Please reach out to your individual counselor with any questions or concerns!

Counselors will be checking email periodically over break, but you should not assume they will be checking it every day or multiple times a day (as they would during a normal school week). Also, be mindful of timing – if you send your counselor an email at 10pm the day before an application is due, you should not expect to hear back from them – they may have already gone to bed!

Best of luck with finals. And enjoy a well-deserved break! We look forward to finishing up the process with you when you return in the New Year!

College Counseling Office

@Sarah38 Send in by the deadline the part of your application that you have control over. The recs can come late. Hopefully your counselor doesn’t mind that you waited until the last minute to ask them for a rec. MIT has a specific form they want filled out with specific questions, so your counselor can’t easily copy and paste a generic letter they may have sent to other schools on your behalf.

Thank you all for responding. I am the OP, not the student but posed as my son, the student, to simplify the question. Back in ‘16 I applied to several UCs and ultimately ended up attending Berkeley. My son is applying to MIT and Stanford. There is some interesting information here, but nothing correct. I have since found out everything I needed to know, gotten all the letters of recommendation we needed and my son has finished his app. Back a few years ago I asked a simple question about SIRing to 2 different UCs and was met with judgement and shaming. My questions weren’t answered by anyone who actually knew what they were talking about. I was just harassed by posters who didn’t have the correct information but had plenty of criticism. They called me “dishonest”. I was very upfront and honest with UCLA and Berkeley and they were fine with my actions. It was the internet that was judgmental. I say this because I came across some of this same thing again, here. People will be quick to say, “what were you thinking?!!” And shame you, even when they really don’t have the answers. I was still a little sore from my last experience on this site.
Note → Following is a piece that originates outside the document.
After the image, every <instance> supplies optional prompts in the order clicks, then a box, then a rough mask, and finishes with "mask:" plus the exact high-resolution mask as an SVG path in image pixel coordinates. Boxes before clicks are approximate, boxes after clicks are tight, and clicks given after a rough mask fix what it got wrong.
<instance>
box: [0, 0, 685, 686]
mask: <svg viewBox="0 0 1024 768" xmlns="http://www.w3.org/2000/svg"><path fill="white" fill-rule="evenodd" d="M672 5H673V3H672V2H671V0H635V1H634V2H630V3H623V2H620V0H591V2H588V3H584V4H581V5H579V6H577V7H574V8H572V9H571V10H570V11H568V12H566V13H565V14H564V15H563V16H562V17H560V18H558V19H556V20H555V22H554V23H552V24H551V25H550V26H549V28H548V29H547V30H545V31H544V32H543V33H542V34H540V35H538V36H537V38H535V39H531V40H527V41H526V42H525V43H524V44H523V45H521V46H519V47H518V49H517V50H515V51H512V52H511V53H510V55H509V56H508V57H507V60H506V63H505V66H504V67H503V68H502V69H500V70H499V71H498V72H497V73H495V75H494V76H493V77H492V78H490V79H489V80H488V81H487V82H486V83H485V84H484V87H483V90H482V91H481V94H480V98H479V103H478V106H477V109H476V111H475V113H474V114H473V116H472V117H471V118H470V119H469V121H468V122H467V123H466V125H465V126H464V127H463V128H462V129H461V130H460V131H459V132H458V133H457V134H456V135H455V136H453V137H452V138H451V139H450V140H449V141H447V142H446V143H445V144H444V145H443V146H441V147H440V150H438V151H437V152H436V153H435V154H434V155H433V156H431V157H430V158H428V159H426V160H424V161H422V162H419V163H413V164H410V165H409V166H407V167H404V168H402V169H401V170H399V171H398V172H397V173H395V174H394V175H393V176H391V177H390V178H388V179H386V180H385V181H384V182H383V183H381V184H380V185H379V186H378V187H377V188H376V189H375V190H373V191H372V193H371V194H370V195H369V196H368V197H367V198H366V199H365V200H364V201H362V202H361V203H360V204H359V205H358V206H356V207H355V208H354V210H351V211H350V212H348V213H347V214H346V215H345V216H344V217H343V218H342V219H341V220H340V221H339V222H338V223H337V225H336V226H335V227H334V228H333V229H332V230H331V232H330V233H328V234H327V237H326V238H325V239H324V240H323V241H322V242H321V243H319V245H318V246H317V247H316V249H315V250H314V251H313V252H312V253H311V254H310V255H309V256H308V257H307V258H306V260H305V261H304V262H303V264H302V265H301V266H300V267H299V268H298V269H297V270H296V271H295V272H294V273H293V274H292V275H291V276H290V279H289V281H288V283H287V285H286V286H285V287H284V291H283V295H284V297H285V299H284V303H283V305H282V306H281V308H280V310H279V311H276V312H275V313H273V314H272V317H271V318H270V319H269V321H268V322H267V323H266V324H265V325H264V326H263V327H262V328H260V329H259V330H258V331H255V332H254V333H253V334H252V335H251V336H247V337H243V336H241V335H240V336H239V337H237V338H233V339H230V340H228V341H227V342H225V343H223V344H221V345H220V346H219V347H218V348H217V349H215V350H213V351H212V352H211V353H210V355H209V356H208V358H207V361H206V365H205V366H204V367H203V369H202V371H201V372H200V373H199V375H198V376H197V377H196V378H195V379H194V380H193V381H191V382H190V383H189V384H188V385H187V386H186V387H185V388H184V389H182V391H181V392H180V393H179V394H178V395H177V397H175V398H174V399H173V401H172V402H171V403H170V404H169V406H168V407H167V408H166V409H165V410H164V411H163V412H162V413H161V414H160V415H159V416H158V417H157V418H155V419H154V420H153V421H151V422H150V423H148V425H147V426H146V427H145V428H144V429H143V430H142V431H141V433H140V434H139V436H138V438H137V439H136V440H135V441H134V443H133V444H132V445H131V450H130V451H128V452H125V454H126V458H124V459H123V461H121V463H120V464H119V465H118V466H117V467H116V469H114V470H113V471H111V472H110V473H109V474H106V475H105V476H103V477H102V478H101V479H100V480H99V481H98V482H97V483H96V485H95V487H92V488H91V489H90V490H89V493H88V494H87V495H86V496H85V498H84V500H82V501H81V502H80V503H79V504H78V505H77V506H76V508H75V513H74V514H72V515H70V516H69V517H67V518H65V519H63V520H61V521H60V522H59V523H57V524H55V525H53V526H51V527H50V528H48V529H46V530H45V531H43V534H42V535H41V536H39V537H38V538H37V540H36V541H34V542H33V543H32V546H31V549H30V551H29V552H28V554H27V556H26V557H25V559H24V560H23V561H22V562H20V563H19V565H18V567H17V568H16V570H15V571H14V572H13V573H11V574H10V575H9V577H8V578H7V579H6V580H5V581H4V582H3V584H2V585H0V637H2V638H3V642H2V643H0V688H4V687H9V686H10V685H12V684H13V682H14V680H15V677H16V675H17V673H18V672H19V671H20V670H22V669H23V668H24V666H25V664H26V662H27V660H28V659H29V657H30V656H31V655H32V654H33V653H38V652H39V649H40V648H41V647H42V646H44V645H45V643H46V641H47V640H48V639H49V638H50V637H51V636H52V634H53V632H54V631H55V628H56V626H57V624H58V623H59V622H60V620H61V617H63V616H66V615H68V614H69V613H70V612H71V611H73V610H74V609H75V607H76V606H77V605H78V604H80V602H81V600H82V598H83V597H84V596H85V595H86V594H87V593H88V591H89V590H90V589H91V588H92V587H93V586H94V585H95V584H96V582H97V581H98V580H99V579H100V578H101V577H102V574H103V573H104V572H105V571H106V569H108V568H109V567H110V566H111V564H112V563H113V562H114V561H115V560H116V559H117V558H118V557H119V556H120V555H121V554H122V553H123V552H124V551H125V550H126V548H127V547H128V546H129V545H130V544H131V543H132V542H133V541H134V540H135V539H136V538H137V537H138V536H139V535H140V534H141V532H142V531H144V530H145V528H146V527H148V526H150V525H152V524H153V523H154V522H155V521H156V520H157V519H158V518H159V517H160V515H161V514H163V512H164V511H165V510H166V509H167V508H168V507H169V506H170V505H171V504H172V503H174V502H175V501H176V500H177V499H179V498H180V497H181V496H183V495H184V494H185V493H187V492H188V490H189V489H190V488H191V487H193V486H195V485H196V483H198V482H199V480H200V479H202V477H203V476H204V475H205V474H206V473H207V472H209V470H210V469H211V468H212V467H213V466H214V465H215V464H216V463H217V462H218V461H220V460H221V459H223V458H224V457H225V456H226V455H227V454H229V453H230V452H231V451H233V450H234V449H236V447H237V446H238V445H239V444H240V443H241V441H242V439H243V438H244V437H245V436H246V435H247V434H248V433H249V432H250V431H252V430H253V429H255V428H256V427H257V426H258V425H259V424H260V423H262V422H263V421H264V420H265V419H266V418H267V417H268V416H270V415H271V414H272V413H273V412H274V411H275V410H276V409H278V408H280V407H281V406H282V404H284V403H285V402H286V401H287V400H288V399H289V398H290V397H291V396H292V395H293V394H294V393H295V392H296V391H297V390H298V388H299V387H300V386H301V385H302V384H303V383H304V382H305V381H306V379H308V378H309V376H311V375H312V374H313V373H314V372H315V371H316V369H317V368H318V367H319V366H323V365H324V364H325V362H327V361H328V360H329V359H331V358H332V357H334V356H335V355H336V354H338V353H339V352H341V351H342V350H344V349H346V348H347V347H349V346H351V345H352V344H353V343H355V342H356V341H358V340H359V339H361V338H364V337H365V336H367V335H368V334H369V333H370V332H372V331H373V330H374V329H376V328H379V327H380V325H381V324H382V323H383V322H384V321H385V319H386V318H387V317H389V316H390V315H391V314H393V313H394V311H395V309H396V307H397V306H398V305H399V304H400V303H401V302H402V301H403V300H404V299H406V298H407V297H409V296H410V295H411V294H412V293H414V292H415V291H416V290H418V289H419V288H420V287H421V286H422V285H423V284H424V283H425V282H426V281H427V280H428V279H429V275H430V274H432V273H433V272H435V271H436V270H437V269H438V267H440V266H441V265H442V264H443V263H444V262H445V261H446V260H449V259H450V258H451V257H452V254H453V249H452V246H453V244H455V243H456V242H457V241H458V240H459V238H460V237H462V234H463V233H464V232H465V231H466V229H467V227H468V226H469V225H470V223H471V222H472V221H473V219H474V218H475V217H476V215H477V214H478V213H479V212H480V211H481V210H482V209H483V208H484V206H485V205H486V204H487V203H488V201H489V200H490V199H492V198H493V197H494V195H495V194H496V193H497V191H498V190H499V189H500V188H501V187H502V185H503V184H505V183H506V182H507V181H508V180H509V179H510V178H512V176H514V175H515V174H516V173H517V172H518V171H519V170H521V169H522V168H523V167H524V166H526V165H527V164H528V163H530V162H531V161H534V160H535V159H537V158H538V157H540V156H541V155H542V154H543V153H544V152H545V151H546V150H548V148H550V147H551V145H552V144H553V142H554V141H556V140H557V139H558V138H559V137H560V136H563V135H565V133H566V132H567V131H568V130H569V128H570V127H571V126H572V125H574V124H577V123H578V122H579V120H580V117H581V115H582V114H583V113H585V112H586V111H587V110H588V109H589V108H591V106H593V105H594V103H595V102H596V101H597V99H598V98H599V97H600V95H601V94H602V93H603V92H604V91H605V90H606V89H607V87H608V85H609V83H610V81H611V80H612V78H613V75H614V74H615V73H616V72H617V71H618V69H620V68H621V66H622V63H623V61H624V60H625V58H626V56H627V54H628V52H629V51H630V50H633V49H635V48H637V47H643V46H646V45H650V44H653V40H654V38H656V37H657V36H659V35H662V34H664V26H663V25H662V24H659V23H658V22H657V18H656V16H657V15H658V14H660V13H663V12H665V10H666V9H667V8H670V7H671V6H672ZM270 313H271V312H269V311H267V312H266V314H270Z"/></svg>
Now, I’ve solved this problem without the help of this site and in spite of the criticism. I think we need to be kinder to one another. And stop trying to guess the answer to mysteries. Someone here made up a whole story about me in their head and it was completely wrong.

Anyway, problem solved, application complete, sometimes things happen out of our control and our applications are late. If you knew our story you would keep your criticism to yourselves. My son is an amazing person. He has a heart of gold and an incredible brain. He simply was not able to get his app in early, and that’s ok. There’s not much you can’t fix without serious determination. I think that’s the biggest lesson here, aside from be kind, don’t assume you know what’s going on in someone’s life, and don’t answer a question on the MIT site unless you know the answer.